Otra época.
Otra época.

La perfección profunda dentro de la sociedad occidental puede encontrarse en el ciudadano que sabe llorar a sus muertos. Llorar es una erudición general, saber hacerlo es elemento distintivo entre los seres y los humanos. No es algo coetáneo a estos tiempos de mediocres, sino que el algo inherente al ser que ganó la carrera por la abstracción. Lo que hoy conocemos como humanidad comenzó a forjarse la primera vez que hubo sentimientos por la pérdida de un compañero. La respuesta fue buscar una excusa para obviar la incredulidad.

La excusa fue un concepto, Dios. Una idea que englobó todo aquello que queremos que nos sea ajeno, como la falta de entendimiento de la muerte. Tanto se englobó el concepto, que superó al hombre, y la abstracción dominó el mundo hasta la llegada de un ente indibujable más poderoso; las naciones.

La razón nos había hecho asimilar la muerte, hasta cierto punto, y la idea de nación nos otorgó aquello que no nos daba un Dios: Ser entes divinos en comparación con nuestros vecinos. Luego vinieron guerras y matanzas de nuestros malos contra sus buenos, justificadas por llevar ciertos colores en la bandera del antebrazo. Los propios seguían cayendo y creíamos saber llorarlos. Grandes odios afloraron mientras los enarbolábamos en banderas.

Años más tarde, las piedras de sílex de quienes crearon a los primeros dioses son expuestas en museos, para que desde nuestra superioridad moral, nos regodeemos en la victoria intelectual que hemos ejercido sobre nuestros antepasados. Lo de los dioses ya está pasado, nadie cree en ellos en occidente. Pocos le piden una vacuna al Cristo de la misericordia.

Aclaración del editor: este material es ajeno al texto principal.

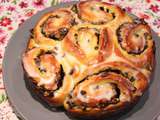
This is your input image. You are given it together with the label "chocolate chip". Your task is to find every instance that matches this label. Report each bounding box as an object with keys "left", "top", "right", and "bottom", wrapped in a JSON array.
[
  {"left": 80, "top": 90, "right": 87, "bottom": 95},
  {"left": 134, "top": 33, "right": 139, "bottom": 37},
  {"left": 132, "top": 87, "right": 137, "bottom": 92},
  {"left": 82, "top": 106, "right": 87, "bottom": 111},
  {"left": 39, "top": 68, "right": 47, "bottom": 73},
  {"left": 34, "top": 58, "right": 40, "bottom": 66},
  {"left": 70, "top": 19, "right": 77, "bottom": 26},
  {"left": 95, "top": 32, "right": 100, "bottom": 38},
  {"left": 59, "top": 28, "right": 68, "bottom": 37},
  {"left": 94, "top": 32, "right": 100, "bottom": 45},
  {"left": 115, "top": 85, "right": 120, "bottom": 98},
  {"left": 71, "top": 4, "right": 78, "bottom": 13},
  {"left": 69, "top": 68, "right": 75, "bottom": 75},
  {"left": 130, "top": 77, "right": 135, "bottom": 82},
  {"left": 68, "top": 94, "right": 72, "bottom": 99},
  {"left": 54, "top": 15, "right": 60, "bottom": 18},
  {"left": 112, "top": 13, "right": 116, "bottom": 18},
  {"left": 45, "top": 51, "right": 52, "bottom": 54},
  {"left": 95, "top": 46, "right": 99, "bottom": 50},
  {"left": 100, "top": 7, "right": 104, "bottom": 11},
  {"left": 82, "top": 107, "right": 87, "bottom": 111},
  {"left": 76, "top": 40, "right": 79, "bottom": 46},
  {"left": 123, "top": 72, "right": 129, "bottom": 78},
  {"left": 67, "top": 101, "right": 76, "bottom": 108},
  {"left": 49, "top": 93, "right": 54, "bottom": 97},
  {"left": 106, "top": 8, "right": 109, "bottom": 13},
  {"left": 100, "top": 21, "right": 106, "bottom": 24},
  {"left": 30, "top": 28, "right": 33, "bottom": 33},
  {"left": 49, "top": 33, "right": 59, "bottom": 40},
  {"left": 74, "top": 33, "right": 78, "bottom": 40},
  {"left": 41, "top": 17, "right": 69, "bottom": 40},
  {"left": 122, "top": 8, "right": 126, "bottom": 11}
]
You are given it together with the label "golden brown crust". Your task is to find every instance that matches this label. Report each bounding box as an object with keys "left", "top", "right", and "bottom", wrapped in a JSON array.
[
  {"left": 64, "top": 62, "right": 148, "bottom": 118},
  {"left": 115, "top": 20, "right": 155, "bottom": 71},
  {"left": 32, "top": 8, "right": 77, "bottom": 50},
  {"left": 62, "top": 26, "right": 113, "bottom": 65},
  {"left": 22, "top": 48, "right": 74, "bottom": 106},
  {"left": 22, "top": 0, "right": 155, "bottom": 118},
  {"left": 77, "top": 0, "right": 125, "bottom": 25}
]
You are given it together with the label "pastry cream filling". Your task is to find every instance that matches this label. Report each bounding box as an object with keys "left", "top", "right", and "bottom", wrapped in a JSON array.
[
  {"left": 76, "top": 28, "right": 99, "bottom": 58},
  {"left": 53, "top": 43, "right": 86, "bottom": 77},
  {"left": 77, "top": 82, "right": 117, "bottom": 103}
]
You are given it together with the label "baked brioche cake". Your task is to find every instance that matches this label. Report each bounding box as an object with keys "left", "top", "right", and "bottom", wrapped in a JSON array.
[{"left": 22, "top": 0, "right": 155, "bottom": 119}]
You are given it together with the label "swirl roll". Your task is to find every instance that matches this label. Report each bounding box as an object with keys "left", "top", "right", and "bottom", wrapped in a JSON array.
[
  {"left": 115, "top": 19, "right": 155, "bottom": 71},
  {"left": 32, "top": 9, "right": 77, "bottom": 49},
  {"left": 22, "top": 47, "right": 73, "bottom": 106},
  {"left": 76, "top": 1, "right": 123, "bottom": 25},
  {"left": 63, "top": 26, "right": 113, "bottom": 65},
  {"left": 64, "top": 62, "right": 148, "bottom": 118}
]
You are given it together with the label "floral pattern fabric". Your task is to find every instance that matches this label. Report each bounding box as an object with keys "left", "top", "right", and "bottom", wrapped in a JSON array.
[{"left": 0, "top": 0, "right": 160, "bottom": 120}]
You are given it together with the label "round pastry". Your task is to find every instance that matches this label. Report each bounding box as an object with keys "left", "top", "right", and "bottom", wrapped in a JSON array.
[
  {"left": 22, "top": 47, "right": 74, "bottom": 106},
  {"left": 62, "top": 26, "right": 113, "bottom": 65},
  {"left": 22, "top": 0, "right": 155, "bottom": 119},
  {"left": 64, "top": 62, "right": 148, "bottom": 118}
]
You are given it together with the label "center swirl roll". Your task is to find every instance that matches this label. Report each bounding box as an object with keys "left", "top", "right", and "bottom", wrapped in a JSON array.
[{"left": 62, "top": 26, "right": 113, "bottom": 65}]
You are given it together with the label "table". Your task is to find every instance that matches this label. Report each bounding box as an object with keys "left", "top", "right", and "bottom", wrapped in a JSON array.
[{"left": 0, "top": 0, "right": 160, "bottom": 120}]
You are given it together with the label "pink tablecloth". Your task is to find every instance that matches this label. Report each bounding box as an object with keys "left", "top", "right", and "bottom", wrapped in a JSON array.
[{"left": 0, "top": 0, "right": 160, "bottom": 120}]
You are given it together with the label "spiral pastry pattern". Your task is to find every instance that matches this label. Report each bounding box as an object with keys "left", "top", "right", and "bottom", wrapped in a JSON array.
[
  {"left": 64, "top": 62, "right": 148, "bottom": 118},
  {"left": 22, "top": 0, "right": 155, "bottom": 118}
]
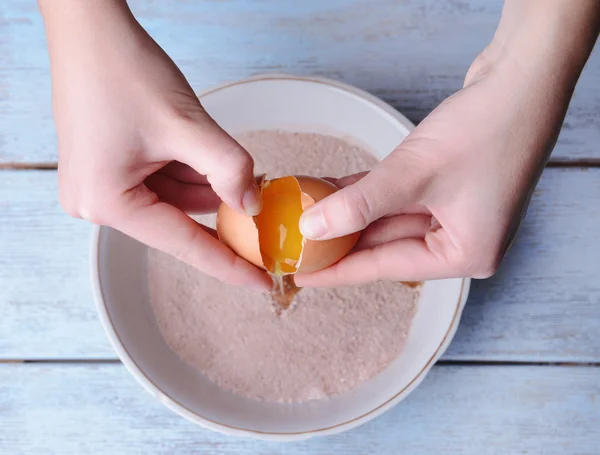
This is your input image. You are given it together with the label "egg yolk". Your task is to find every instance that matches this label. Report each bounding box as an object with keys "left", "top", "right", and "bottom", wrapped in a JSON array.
[{"left": 254, "top": 176, "right": 304, "bottom": 275}]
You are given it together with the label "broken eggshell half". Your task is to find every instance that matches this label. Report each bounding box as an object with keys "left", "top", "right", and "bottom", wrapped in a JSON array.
[{"left": 216, "top": 175, "right": 360, "bottom": 275}]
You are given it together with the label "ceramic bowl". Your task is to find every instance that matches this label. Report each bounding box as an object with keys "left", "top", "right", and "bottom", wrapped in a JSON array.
[{"left": 91, "top": 75, "right": 470, "bottom": 441}]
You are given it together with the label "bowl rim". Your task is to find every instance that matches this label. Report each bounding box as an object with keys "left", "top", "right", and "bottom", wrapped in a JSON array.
[{"left": 90, "top": 74, "right": 471, "bottom": 441}]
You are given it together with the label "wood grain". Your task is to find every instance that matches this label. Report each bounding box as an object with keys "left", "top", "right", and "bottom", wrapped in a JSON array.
[
  {"left": 0, "top": 363, "right": 598, "bottom": 454},
  {"left": 1, "top": 168, "right": 599, "bottom": 361},
  {"left": 1, "top": 0, "right": 599, "bottom": 164}
]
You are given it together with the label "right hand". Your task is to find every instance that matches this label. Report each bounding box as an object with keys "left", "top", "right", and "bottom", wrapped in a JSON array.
[{"left": 40, "top": 0, "right": 271, "bottom": 290}]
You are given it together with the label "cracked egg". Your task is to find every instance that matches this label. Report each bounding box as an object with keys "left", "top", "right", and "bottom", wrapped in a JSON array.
[{"left": 216, "top": 175, "right": 359, "bottom": 276}]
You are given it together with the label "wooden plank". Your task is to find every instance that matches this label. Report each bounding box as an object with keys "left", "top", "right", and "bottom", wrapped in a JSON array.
[
  {"left": 0, "top": 363, "right": 598, "bottom": 454},
  {"left": 0, "top": 171, "right": 112, "bottom": 359},
  {"left": 1, "top": 0, "right": 599, "bottom": 164},
  {"left": 445, "top": 167, "right": 600, "bottom": 361},
  {"left": 1, "top": 168, "right": 599, "bottom": 361}
]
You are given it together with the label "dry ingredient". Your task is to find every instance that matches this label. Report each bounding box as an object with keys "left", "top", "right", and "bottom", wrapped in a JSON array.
[{"left": 148, "top": 130, "right": 420, "bottom": 403}]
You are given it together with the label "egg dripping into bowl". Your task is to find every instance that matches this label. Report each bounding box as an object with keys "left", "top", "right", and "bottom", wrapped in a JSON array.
[{"left": 216, "top": 175, "right": 359, "bottom": 310}]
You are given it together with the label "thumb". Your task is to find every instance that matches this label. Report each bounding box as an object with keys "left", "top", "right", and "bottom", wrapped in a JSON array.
[
  {"left": 299, "top": 161, "right": 423, "bottom": 240},
  {"left": 170, "top": 115, "right": 262, "bottom": 216}
]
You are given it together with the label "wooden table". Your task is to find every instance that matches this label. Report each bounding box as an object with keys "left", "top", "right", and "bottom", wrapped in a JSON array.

Este 28 de febrero, el sílex contemporáneo se expone mediante himnos como forma de vida de una sociedad avanzada. Y en una de las comunidades que más ha tardado salir de la religión, todavía no hemos llegado a la segunda división de las abstracciones; el nacionalismo.

Andalucía no es nada, asumirlo es fundamental para lograr un desarrollo coherente. Vernos como sucesores del esplendor Omeya nos coloca al nivel de Carlos V, un gran monarca del siglo XVI. Pero ya está bien de no vivir en nuestro siglo.

El andalucismo incipiente es otra idea de fieles que busca, a través del pasado glorioso, esconder la decadencia absoluta en la que estamos sumidos. Es fácil que la gente se sume, lo que será dificil es remontar en niveles morales. Pero el conflicto reside en algo más que eso, la dicotomía pragmatismo o decencia es el eje sobre el que orbitan los principios de las izquierdas andaluzas.

El juego nacionalista aportaría una legitimidad dentro de un estado de estados, no porque haya varios, sino porque cada “nación” tiene un poder similar al central. Eso devendría en ventajas económicas que lograrían cierto desarrollo. Como praxis tiene lógica, pero como futuro moral se hace extraño ver a Andalucía jugando a ser superior. Cada nacionalismo dice ser incluyente, pero el propio concepto ya engloba la exclusión en sí.

Aunque los nuevos nacionalistas andaluces piensen que van ser como los catalanes, estos llevan ya muchos años de perfeccionamiento.

Esa idea nacionalista, al igual que pasó con Dios, se convertirá en un cajón de sastre donde esconder todo lo negativo. Frente a los últimos puestos de Pisa diremos que nuestros niños andaluces no saben matemáticas pero juegan más en las calles. Cuando nos hablen de las colas en sanidad responderemos diciendo que nuestro sol, sólo el nuestro, lo cura todo, y cuando nos hablen de educación les pondremos un vídeo de los más pequeños cantando el himno con pan y aceite.

Mira que hemos tenido tiempo para aprender de la historia. Pues aquí seguimos, sin saber llorar a los muertos. Andalucía está empezando a oler mientras se abre una doble vía: enterrarla como Dios manda o como nos manden los prodigios que han leído a Blas Infante.